The ultimate responsibility of a Marketing Operations Manager is supporting other teams or individuals. A data analyst would likely lend support to the sales team and working the CRM, then move on to A/B testing and analysis of email campaigns and finally, refine data and feed it into current ROI reporting.

Five steps to save time, reduce waste and improve operational marketing management

1 – Get everyone pulling in the same direction.

Defining business and marketing objectives first is crucial, your most powerful leadership tool is clear and specific objectives. Define your battleground, understand where your efforts are likely to have the greatest impact to the goals you have set. Once you have this set making it visible is key but also ensuring people are accountable is crucial, monthly status meetings and data is the best way to do this.

2 – Identify the decision-making and operational structure.

Defining individual roles within a framework will help prevent unnecessary overlapping and waste of resources. Once people have a clear suite of accountabilities and see how they fit within the team to help achieve the goals you will have an empowered and focused team. For marketing operations involving more than one team, decide if units will operate under a centralised decision-making structure, or whether local teams will have more tactical decision-making autonomy.

3 – Design efficient, tailored processes.

To run as smoothly as possible, each aspect of the marketing plan should be guided by a process which takes into account the decision-making structure, available resources, technology and internal and external policies. Designing efficient processes can require some trial and error, so be prepared to adapt them as necessary.

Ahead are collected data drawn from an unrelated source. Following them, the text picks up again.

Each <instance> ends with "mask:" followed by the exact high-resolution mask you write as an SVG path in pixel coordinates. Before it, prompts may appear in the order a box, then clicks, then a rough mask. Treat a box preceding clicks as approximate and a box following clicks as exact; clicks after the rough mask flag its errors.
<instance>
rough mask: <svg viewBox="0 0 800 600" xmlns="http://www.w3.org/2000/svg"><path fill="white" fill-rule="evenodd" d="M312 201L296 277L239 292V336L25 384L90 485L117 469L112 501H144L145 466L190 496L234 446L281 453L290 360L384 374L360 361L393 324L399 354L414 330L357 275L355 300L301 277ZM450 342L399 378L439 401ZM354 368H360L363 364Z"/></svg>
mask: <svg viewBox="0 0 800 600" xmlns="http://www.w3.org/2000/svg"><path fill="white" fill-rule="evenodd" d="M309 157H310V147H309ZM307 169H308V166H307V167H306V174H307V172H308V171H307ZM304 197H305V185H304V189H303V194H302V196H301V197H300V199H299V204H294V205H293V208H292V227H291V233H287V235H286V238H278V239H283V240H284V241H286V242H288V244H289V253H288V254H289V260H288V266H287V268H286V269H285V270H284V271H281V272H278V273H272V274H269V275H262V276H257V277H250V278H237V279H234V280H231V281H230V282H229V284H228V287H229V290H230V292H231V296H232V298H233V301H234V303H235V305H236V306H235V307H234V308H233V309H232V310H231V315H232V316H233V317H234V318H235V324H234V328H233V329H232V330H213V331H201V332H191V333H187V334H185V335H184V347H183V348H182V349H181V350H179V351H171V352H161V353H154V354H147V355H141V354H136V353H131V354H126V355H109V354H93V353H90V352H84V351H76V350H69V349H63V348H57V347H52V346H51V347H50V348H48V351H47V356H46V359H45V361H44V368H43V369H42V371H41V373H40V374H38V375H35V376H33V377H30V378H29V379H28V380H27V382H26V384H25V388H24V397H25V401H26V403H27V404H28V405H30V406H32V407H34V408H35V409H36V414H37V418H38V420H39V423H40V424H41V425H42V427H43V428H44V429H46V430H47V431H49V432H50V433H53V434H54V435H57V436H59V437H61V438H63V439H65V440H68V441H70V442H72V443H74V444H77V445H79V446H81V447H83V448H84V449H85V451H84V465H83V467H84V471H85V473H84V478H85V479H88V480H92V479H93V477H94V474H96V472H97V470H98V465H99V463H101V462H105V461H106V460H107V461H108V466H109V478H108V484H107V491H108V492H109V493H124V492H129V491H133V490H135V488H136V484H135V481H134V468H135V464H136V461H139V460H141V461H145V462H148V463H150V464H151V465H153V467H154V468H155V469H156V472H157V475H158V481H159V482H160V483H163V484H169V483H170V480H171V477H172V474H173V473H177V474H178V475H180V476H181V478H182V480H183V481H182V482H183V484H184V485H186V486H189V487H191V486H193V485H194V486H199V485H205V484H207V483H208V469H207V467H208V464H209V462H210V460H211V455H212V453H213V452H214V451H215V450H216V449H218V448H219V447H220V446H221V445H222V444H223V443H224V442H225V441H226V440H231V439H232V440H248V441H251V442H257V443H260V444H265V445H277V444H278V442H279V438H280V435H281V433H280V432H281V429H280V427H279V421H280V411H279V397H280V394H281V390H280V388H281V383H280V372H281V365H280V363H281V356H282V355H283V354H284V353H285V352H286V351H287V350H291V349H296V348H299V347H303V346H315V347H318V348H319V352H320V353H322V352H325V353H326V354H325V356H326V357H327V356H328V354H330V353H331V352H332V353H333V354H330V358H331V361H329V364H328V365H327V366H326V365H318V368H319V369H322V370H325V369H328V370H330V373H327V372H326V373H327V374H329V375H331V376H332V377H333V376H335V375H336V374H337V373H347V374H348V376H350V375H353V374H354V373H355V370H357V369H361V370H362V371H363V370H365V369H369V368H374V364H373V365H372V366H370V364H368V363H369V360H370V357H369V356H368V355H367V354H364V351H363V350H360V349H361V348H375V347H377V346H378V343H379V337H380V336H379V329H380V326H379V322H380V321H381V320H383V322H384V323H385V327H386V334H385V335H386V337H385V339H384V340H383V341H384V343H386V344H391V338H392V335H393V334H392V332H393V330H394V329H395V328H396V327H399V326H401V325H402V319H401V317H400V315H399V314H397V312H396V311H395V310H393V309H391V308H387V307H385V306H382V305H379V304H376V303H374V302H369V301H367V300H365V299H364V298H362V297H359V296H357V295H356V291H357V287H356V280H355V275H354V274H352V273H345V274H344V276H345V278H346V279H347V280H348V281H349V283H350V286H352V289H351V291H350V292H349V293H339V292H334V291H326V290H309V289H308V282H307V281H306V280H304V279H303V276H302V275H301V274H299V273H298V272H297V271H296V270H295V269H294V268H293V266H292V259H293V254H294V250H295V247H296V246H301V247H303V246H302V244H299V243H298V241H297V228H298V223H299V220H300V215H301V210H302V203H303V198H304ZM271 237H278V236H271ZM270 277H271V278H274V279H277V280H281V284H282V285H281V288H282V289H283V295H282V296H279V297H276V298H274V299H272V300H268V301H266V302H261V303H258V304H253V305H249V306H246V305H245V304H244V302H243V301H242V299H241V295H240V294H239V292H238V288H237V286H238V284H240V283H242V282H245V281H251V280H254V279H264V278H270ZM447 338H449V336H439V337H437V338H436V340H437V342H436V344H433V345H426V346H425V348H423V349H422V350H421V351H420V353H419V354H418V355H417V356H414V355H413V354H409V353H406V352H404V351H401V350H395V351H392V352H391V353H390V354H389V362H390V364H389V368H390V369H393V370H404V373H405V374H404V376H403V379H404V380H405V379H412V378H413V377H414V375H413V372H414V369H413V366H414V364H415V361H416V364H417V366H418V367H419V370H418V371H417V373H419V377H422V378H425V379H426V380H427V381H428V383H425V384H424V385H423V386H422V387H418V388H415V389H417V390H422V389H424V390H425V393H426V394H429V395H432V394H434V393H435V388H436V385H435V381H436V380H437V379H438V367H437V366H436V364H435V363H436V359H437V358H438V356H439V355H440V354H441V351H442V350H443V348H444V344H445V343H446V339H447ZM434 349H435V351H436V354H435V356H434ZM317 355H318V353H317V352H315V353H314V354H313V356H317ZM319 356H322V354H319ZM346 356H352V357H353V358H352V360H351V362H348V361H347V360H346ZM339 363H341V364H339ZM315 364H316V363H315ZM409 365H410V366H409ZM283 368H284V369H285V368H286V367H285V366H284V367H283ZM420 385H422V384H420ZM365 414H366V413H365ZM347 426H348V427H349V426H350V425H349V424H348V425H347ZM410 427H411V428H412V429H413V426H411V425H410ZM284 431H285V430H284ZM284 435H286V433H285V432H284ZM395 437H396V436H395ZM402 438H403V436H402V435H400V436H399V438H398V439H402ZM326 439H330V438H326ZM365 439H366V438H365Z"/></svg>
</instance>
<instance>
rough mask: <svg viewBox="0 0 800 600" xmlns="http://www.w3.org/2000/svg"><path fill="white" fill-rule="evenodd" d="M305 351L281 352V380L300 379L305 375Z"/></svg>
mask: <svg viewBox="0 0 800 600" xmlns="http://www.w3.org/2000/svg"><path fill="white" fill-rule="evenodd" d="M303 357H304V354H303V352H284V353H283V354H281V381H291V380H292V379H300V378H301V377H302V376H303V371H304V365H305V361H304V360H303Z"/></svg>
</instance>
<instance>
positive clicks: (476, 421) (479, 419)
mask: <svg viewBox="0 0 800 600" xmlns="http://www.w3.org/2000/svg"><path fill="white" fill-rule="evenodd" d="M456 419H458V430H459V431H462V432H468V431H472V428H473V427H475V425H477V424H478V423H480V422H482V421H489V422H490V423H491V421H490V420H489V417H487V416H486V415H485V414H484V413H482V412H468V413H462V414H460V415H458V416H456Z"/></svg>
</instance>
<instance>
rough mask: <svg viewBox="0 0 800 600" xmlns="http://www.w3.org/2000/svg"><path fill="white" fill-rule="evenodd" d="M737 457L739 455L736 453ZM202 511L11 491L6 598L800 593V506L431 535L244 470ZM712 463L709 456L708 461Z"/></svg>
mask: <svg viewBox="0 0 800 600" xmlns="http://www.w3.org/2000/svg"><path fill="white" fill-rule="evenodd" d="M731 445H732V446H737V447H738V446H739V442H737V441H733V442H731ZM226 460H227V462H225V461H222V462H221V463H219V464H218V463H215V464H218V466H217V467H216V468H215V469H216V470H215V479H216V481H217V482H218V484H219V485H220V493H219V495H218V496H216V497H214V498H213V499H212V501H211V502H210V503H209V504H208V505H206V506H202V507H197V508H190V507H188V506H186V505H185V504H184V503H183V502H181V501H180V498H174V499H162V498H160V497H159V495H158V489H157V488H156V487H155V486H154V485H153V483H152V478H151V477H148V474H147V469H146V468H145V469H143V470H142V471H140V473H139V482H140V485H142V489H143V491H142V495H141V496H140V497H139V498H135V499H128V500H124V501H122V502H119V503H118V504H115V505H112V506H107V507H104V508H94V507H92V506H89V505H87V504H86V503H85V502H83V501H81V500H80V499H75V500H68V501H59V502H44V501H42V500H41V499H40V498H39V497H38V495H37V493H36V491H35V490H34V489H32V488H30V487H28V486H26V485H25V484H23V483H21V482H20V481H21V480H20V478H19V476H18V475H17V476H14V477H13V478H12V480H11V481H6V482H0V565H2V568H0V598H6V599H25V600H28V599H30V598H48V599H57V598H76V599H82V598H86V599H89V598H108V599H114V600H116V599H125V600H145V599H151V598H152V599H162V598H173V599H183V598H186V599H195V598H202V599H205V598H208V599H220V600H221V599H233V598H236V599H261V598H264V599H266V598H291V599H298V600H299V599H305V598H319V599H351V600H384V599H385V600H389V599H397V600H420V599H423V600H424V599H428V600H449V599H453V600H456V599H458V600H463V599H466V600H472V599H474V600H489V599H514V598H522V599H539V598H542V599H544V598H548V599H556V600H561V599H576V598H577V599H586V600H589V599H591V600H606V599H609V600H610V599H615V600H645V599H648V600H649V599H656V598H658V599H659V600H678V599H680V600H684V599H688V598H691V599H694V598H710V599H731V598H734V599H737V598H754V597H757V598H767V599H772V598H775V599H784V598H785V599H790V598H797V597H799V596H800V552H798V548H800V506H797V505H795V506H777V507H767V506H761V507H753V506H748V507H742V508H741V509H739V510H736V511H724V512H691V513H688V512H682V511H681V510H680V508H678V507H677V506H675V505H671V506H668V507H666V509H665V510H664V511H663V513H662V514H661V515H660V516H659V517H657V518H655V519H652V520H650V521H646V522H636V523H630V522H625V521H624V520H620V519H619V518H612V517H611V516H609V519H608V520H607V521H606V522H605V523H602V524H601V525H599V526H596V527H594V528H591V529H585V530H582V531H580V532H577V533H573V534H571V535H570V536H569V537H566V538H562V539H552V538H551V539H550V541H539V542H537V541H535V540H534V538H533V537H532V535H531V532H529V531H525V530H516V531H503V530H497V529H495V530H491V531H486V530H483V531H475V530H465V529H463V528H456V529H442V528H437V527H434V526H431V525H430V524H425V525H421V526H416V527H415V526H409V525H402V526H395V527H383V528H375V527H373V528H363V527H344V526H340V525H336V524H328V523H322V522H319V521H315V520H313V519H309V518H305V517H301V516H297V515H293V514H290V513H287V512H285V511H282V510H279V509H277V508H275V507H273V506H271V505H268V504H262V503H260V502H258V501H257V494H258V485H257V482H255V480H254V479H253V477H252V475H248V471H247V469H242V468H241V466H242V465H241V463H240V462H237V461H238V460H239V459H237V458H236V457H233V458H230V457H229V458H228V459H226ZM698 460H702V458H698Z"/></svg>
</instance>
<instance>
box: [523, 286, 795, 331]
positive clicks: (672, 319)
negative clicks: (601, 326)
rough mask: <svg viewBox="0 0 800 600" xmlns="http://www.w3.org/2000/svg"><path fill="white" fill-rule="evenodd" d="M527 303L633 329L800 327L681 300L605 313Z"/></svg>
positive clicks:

4 – Use data to measure marketing performance.

Data-driven marketing allows you to continually measure performance and adjust strategy so you’re always on course to reach goals it also removes the HIPPO effect and reduces time debating opinions. Implementing a data-driven approach to marketing is essential, as it allows goals to be defined, and performance monitored in quantitative terms. Work together with stakeholders to define performance indicators and ensure they are closely aligned with sales and business objectives. Make data-driven marketing efficient by automating report generation.

5 – Utilise Technology.

While I wouldn’t recommend chasing the next shiny new object, technology can be a great enabler. Tools such as the Adobe Creative Cloud, Salesforce Pardot, Google Drive and Wave Analytics have made traditional labour intensive and time-consuming tasks easy and accessible. An annual review of the key software within your company is helpful since old tools for managing operations could be holding you and your team back.

The Future of Marketing Operations

According to a 2009 Lenskold Group study, companies with a marketing operations department are twice as likely (11% vs. 5%) to enjoy more “effective and efficient” marketing and are more likely to outgrow their competitors. In a survey conducted by the CMO Council and software company Alterian, 60% of respondents said the transformation of marketing operations is an essential area of focus, regardless of company size. In the Lenskold study, 59% of respondents reported having a dedicated Marketing Operations person or team. For companies small and large, Marketing Operations provides the integration and insight necessary to compete in a world of rapidly accelerating data and intelligence.